What books are currently on your nightstand?
I admit it; my night stand is entirely electronic. I was among the folks who declared we would never choose to forego the great pleasure of holding a book in our hands, running our finger along the paper pages, etc., and now I read everything on my Kindle. I’m actually toggling among three excellent books right now : The Understory, Euphoria, and The Water Dancer. Each of them is exceptionally well-written, with a strong story that weaves seamlessly through lyrical passages.
What advice would you give your teenage self?
There are actually a few ways in which I’ve spent my life trying to regain some of my teenage attributes! Circumstances engendered a kind of confidence in me that was well beyond my years. That said, I was in a big hurry. I went to college without finishing high school and graduated college in three years. I’ve spent a long time learning how to slow down, and that’s the advice I would give to my teenage self – slow down. Take time to notice as much as you can, savor moments, relish in small pleasures. [Before the pandemic], being crazy busy was becoming an ever-increasing status symbol. I think we should be striving for just the opposite.
If you had an extra hour each day, how would you spend it?
At this point in my life (age 64), I don’t feel that lack of time continues to be The Issue, even though I still work nearly full-time and am writing my fifth novel. For me, it’s more a question of trying to live each day so that when I lay my head down on my pillow at night, I have the thought: this was a good day. Often that feeling comes when my writing is going well, but it can come from lots of other places as well. I’m a big fan of trying to exercise my mind, my body, and my spirit every day. Then there’s love. I try to love the important people in my life well. More time can always go there.
What makes your world go round? Why does it bring you joy?
I feel really lucky that I’m genuinely tickled by small pleasures. I lie in bed at night and get excited about my morning coffee! And, like many writers (and introverts in general), I’m highly observant. The ability to look carefully and to find joy in small things work together really nicely. There’s a lot of joy to be found if you’re open to it and looking, and God knows, those small joys are a much-needed counter to a lot of ugliness and suffering that exist as well.
When I feel like I have written something well – when I’ve found the words that capture what I wanted to express when I set out– it brings a sense of joy that is different than anything else. But lest I sound like I am 100% intentional and such, let me assure my readers that I can binge watch Netflix and play Candy Crush with the best of them.

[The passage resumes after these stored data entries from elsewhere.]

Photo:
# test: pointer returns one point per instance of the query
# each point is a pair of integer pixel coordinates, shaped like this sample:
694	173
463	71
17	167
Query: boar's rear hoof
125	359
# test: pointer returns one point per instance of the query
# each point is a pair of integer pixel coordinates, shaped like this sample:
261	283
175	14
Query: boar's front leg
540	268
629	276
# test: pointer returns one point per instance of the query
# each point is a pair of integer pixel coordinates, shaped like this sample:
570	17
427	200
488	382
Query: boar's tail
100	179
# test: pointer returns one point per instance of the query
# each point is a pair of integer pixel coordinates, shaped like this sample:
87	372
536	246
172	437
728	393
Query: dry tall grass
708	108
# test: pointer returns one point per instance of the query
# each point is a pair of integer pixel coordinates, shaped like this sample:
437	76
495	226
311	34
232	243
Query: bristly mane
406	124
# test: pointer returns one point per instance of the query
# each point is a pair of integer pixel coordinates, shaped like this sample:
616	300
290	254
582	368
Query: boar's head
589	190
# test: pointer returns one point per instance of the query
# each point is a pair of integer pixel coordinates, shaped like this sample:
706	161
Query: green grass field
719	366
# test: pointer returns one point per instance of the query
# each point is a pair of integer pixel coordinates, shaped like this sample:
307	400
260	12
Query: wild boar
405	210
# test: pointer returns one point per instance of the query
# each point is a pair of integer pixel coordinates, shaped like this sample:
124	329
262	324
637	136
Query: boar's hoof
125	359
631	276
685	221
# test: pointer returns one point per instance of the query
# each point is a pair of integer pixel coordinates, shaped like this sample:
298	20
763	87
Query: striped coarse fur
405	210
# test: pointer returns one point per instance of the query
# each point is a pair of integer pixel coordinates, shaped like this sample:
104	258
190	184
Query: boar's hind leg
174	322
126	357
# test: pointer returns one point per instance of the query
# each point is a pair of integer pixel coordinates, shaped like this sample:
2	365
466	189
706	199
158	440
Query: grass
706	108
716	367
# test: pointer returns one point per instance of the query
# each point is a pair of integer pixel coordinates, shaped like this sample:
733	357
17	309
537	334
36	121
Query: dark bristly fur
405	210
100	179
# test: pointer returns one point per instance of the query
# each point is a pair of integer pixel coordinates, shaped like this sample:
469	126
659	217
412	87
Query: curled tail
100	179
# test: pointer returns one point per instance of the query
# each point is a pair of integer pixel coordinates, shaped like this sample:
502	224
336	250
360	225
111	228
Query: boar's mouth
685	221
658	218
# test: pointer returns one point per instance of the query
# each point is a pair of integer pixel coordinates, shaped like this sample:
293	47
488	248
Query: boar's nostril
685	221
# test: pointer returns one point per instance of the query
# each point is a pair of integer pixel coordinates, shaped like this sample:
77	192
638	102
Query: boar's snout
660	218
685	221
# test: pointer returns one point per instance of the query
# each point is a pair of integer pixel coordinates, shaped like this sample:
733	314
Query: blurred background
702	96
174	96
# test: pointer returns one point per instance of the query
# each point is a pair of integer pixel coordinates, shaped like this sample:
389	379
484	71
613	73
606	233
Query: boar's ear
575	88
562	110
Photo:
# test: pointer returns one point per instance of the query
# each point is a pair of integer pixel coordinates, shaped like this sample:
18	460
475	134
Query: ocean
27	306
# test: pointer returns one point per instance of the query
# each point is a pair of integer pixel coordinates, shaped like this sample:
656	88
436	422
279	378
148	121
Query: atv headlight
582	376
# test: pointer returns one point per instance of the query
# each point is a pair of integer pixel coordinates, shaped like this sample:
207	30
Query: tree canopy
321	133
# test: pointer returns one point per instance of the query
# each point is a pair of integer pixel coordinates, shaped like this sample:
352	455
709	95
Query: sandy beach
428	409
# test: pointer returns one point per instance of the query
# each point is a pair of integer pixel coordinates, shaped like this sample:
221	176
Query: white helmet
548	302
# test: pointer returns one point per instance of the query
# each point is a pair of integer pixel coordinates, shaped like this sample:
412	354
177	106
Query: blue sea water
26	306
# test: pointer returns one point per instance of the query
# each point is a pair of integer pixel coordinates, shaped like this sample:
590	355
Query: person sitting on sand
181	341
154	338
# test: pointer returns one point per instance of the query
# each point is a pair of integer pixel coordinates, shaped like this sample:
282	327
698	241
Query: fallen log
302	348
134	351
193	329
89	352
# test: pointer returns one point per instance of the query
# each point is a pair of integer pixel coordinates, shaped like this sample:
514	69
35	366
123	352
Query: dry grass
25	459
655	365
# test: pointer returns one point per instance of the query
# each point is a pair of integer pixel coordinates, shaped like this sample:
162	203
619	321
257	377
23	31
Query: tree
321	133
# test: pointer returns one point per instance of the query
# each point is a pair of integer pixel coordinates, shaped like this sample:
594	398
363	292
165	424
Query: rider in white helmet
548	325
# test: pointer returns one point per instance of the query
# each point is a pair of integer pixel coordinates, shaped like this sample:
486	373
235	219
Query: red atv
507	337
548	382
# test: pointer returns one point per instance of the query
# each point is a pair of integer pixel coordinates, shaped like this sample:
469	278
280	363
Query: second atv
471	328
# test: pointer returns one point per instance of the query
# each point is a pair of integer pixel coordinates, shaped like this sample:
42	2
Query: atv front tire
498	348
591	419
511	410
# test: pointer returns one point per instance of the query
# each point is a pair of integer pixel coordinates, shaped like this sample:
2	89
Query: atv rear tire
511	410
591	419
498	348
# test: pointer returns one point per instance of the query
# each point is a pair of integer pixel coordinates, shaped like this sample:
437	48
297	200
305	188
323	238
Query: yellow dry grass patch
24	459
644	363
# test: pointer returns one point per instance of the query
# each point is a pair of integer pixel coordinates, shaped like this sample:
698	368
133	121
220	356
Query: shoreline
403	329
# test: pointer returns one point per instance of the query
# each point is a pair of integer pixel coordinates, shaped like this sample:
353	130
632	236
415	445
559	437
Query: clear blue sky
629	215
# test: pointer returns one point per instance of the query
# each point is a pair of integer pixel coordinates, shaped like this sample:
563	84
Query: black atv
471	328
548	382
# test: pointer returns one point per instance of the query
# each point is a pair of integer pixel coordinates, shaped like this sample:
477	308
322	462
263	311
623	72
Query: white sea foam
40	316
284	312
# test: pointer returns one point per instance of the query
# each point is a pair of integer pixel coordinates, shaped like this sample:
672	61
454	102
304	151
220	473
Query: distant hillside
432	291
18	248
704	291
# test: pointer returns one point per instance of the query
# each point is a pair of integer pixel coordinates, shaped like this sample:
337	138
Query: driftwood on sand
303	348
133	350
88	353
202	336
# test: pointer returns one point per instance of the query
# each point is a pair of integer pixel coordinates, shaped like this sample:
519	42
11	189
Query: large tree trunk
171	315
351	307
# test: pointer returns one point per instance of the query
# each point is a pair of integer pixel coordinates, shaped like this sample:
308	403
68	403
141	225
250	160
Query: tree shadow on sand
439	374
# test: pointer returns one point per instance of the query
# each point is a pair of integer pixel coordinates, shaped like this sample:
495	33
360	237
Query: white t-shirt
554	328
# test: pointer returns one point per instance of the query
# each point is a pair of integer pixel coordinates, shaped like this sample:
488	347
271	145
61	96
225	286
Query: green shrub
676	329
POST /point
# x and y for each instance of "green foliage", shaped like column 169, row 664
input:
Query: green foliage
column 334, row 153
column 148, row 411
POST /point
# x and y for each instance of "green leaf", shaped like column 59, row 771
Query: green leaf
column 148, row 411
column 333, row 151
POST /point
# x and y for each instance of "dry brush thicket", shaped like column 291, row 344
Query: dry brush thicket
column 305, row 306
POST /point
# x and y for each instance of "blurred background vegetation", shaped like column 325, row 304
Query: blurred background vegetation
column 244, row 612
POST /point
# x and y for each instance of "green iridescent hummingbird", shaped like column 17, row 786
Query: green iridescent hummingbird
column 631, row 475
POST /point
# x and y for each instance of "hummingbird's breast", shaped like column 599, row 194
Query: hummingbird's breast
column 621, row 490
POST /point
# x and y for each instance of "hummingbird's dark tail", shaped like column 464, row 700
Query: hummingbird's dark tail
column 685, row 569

What scene in The Rocky Orchard was your favorite to write?
There was a scene that came to me in a dream—literally — which was pretty crazy and amazing. I awakened one morning fresh out of a dream about something that actually happened with the dog my family had when I was growing up – we’re talking about more than fifty years ago. I couldn’t imagine why I would dream about my dog killing a baby bunny, and then it hit me: that incident was the perfect way to illustrate a situation I was struggling with in The Rocky Orchard. The scene I wrote was brief and straightforward and relatively free of embellishment. As I was writing it, I knew it would work beautifully and make the eloquent, compelling point I needed to make.